# 11: Count qualifying variants per gene
This script counts the burden of qualifying variants (you select this definition) per gene for each sample and writes out a table of this burden across all genes in a chromosome. This script was run using a mem2_ss2_v2_x8 instance with 20 nodes, and took ~7 hours. It cost a total of £35.

## Set up environment
Make sure you run this block only once. You'll get errors if you try to initialise Hail multiple times. If you do do this, you'll need to restart the kernel, and then initialise Hail only once. 

In [1]:
# Initialise hail and spark logs? Running this cell will output a red-colored message- this is expected.
# The 'Welcome to Hail' message in the output will indicate that Hail is ready to use in the notebook.
import pyspark.sql

config = pyspark.SparkConf().setAll([('spark.kryoserializer.buffer.max', '128')])
sc = pyspark.SparkContext(conf=config) 

from pyspark.sql import SparkSession

import hail as hl
builder = (
    SparkSession
    .builder
    .enableHiveSupport()
)
spark = builder.getOrCreate()
hl.init(sc=sc)

import dxpy

pip-installed Hail requires additional configuration options in Spark referring
  to the path to the Hail Python module directory HAIL_DIR,
  e.g. /path/to/python/site-packages/hail:
    spark.jars=HAIL_DIR/backend/hail-all-spark.jar
    spark.driver.extraClassPath=HAIL_DIR/backend/hail-all-spark.jar
    spark.executor.extraClassPath=./hail-all-spark.jarRunning on Apache Spark version 3.2.3
SparkUI available at http://ip-10-60-98-61.eu-west-2.compute.internal:8081
Welcome to
     __  __     <>__
    / /_/ /__  __/ /
   / __  / _ `/ / /
  /_/ /_/\_,_/_/_/   version 0.2.116-cd64e0876c94
LOGGING: writing to /opt/notebooks/hail-20250113-0947-0.2.116-cd64e0876c94.log


## AC<=5 counts

This script loops over each chromosome and reads in the QC'd and annotated matrix tables.
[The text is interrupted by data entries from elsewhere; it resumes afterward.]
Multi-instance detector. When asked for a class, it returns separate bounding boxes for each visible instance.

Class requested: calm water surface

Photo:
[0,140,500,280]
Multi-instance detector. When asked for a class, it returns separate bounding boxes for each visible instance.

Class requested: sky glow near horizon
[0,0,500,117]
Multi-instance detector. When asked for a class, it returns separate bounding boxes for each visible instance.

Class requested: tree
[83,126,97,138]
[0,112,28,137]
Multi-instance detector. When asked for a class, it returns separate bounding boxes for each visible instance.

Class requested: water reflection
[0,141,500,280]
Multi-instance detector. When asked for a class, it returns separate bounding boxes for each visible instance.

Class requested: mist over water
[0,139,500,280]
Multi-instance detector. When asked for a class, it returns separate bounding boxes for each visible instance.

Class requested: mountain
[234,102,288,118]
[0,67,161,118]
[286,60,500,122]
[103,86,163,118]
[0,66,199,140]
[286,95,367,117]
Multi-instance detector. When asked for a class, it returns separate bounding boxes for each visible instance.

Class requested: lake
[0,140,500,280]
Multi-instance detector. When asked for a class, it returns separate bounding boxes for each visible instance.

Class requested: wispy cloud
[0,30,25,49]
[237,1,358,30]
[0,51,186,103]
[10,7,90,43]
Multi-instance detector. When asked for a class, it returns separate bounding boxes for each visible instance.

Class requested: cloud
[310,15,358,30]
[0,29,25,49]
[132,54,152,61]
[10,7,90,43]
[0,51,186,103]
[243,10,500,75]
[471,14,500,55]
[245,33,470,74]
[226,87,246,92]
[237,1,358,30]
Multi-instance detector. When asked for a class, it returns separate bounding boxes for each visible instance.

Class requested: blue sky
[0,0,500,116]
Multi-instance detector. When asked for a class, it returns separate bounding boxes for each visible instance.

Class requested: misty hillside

It then counts the number of alternate alleles fitting each class carried by each individual, and writes this out on a per gene basis. The stages this script runs are as follows: 
- PREP MT: Reads in matrix table from stage 10, filters to only keep variants with a MAC of 5 or less, and then writes the outputted mt out to speed up downstream processing. 
- COUNTS:
    - All rare variants: Counts rare variants of any annotation carried per gene per person and writes out counts as a .tsv file 
    - PTVs: Counts rare PTVs carried per person per gene and writes out as a .tsv file
    - Deleterious missense variants: Counts rare deleterious missense variants carried per person per gene and writes out as a .tsv file
    - Synonymous variants: Counts rare synonymous variants carried per person per gene and writes out as a .tsv file


In [None]:

#Define the chromosomes you are working with
chromosomes = list(range(1, 23)) #chr 1 is in 2 halves so needs to be proccessed separately (see code chunks below)!
AC_filter=5

for chr in chromosomes:
    if chr == 1 :
        # First half 
        print(f"Processing chromosome {chr} first half...")
    

        ####### PREP MT ######### 
        # Only do this the first time you're running counts - not needed at later stages as the count ready matrix table is written out, so can be read in for later counts. 
         # Read the matrix table for the current chromosome
        mt=hl.read_matrix_table("dnax://database-Gq45XQjJ637Q9X6XJJJ3Pf7k/chr_1_first_half_ready_for_counts.mt")
        print(f'AC filter set as <={AC_filter}')
        filtered_mt=mt.filter_rows(mt.variant_qc.AC[1]<= AC_filter)
        filtered_mt.checkpoint(f'AC{AC_filter}orless_chr_{chr}_first_half.mt', overwrite=True)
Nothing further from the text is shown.